家庭教師 二

アキ

家庭教師 二


 二〇一二年、冬。





「こんばんはー…あれ」



 ドアを開けると、ベッドの上で毛布にくるまって息を潜めるヒサクニがいた。



「いないじゃん。トイレかな。ヒサー」



 こたつの脇に鞄を置き、ウロウロしてみる。



「おかしいなあ、」



 そう言いながら、毛布の脇腹と思しきところに人差し指を突き込んでみる。ブスッ。



「グフ!」


「……」


「…ッ………」







「ホアタタタタタタ」



 ブスブスブスブスブスブス。



「ウッヒヒ!!っあーー!!!ああはぁあああ」



 神の宿る指は毛布の脇腹を執拗に捉え、毛布は悶えながらベッドからまろび落ちる。

 僕はポケットから出したお菓子の封を破りながら座布団を引き寄せてこたつへ入った。



「チョコボール一緒に食べよ。ドリル出して、ヒサ」


「ヒィ、ヒィイ…」


「はよせえやオッサン」


「オ、オッサンン!!??ヒ、ヒィッヒ!ウヒャハハッハハハ」



 中学生の笑いのツボは無限大で、こうなったら何を言っても魂に響くことを知っている。

 息ができずに震えている毛布の耳元に魔法の言葉を囁いた。



「ウンコ」




 毛布がヒサクニの涙と涎と鼻水だらけになった時、彼の母が心配そうな顔をして部屋のドアをそっと開けた。

 家具がいくつか倒れたと思ったそうだ。





「どんだけチョコボール好きなの先生」


「こないだ大人買いしたんだけどさ、ちょっと飽きてきたわ。それはいいからドリル出して」


「あーい」



 中学一年生であるヒサクニの数学は、分数の掛け算から滞っていた。他の教科も似たようなものである。
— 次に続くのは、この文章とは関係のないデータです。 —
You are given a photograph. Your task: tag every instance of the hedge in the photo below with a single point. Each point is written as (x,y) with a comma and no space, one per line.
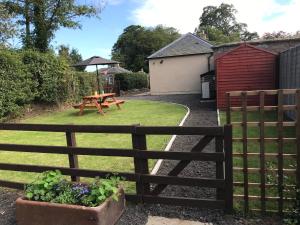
(129,81)
(32,77)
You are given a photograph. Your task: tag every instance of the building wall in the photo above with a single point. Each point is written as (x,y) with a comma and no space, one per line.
(276,46)
(244,69)
(177,75)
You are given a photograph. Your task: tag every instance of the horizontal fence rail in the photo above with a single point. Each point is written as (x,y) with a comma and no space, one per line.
(141,155)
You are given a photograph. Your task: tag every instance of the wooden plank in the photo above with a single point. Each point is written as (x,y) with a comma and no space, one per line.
(245,146)
(66,171)
(266,139)
(182,164)
(228,168)
(166,130)
(267,155)
(67,128)
(267,124)
(280,150)
(140,165)
(266,108)
(267,92)
(220,168)
(241,184)
(73,159)
(258,170)
(298,136)
(262,150)
(193,202)
(184,181)
(269,198)
(114,152)
(228,109)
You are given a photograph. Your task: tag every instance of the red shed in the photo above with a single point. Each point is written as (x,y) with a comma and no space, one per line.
(245,68)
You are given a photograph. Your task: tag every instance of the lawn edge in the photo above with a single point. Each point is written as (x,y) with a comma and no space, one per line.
(170,143)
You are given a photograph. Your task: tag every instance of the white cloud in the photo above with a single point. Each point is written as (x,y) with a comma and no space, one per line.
(184,15)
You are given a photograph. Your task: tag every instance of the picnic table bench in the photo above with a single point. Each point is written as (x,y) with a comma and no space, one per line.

 結局、彼が小学四年生の時に使っていた計算ドリルを引っ張り出して使う羽目になった。不自然なほどのマルだらけで、問題ページは真っ白なのに何故か解答ページの方に折り目が多い。

 大人達からプレッシャーを受け続けた末に築かれた、彼の負のレガシーだった。



「じゃあ四三ページの、おーい寝るなって。君マジですぐ寝るよね」


「んー」


「まだ八時じゃん。普段いまごろ寝てるの、」


「いつもはドラクエしてる」


「ドラクエってまだあるんだ。先生が子どもの頃はカジノで破壊の鉄球がさあ…や、いい。勉強始めよう」


「え、何?めっちゃ気になる!」


「いいって脱線だから。ほら問題写して」




 ヒサクニの通う中学校では、試験結果として順位と得点の表が貼り出される。そこに氏名は書かれておらず、テストの得点を知っている自分自身だけが順位を知ることができる仕組みだ。

 ただ、彼の所属する野球部においては、部員全員の成績を申告させ共有する。文武両道をモットーとする厳格な顧問教師は、成績下位の者は朝練の柔軟体操とランニングを除いて部活動に参加させない方針を採っていた。

 入学以来、ヒサクニは最下位の成績を部内で晒され続け、使われることのないバットとグローブは玄関脇で新品の匂いと輝きを放ち続けている。





 困り果てた彼の母は家庭教師を頼むことにした。

 塾にもやってみたが一ヶ月で行かなくなった。宿題を何度か一緒にみてやったこともあるが、理解の遅さについ怒ってしまって以来嫌がるようになった。


 何がいけないのか分からないが、とにかくこのままではいけない。

 せめて全教科でコンスタントに四〇点を取れるようになってほしい。でないと練習試合はおろか素振りもノックもさせてもらえないのだ。

 これが初回訪問日の保護者面談の概要だった。



「すみません、野球って僕はよく知らないんですけど。どうして野球をさせたいんですか」


「それは、そういう経験が後々社会で役に立つと思って。本人も嫌いではないみたいだし、」


「校外のチームとか、サークルというのも無くはないと思いますけど。そういうのはどうでしょう」


「あ、いえ。…才能というか、そこまではちょっと」



 家庭教師のアルバイトをしていると、理解できない感覚と日常的に触れるようになる。

 わざわざ苦しい方へ向かわせるのはどうしてだろう。ヒサクニの置かれた状況を垣間見て、気の毒に思う。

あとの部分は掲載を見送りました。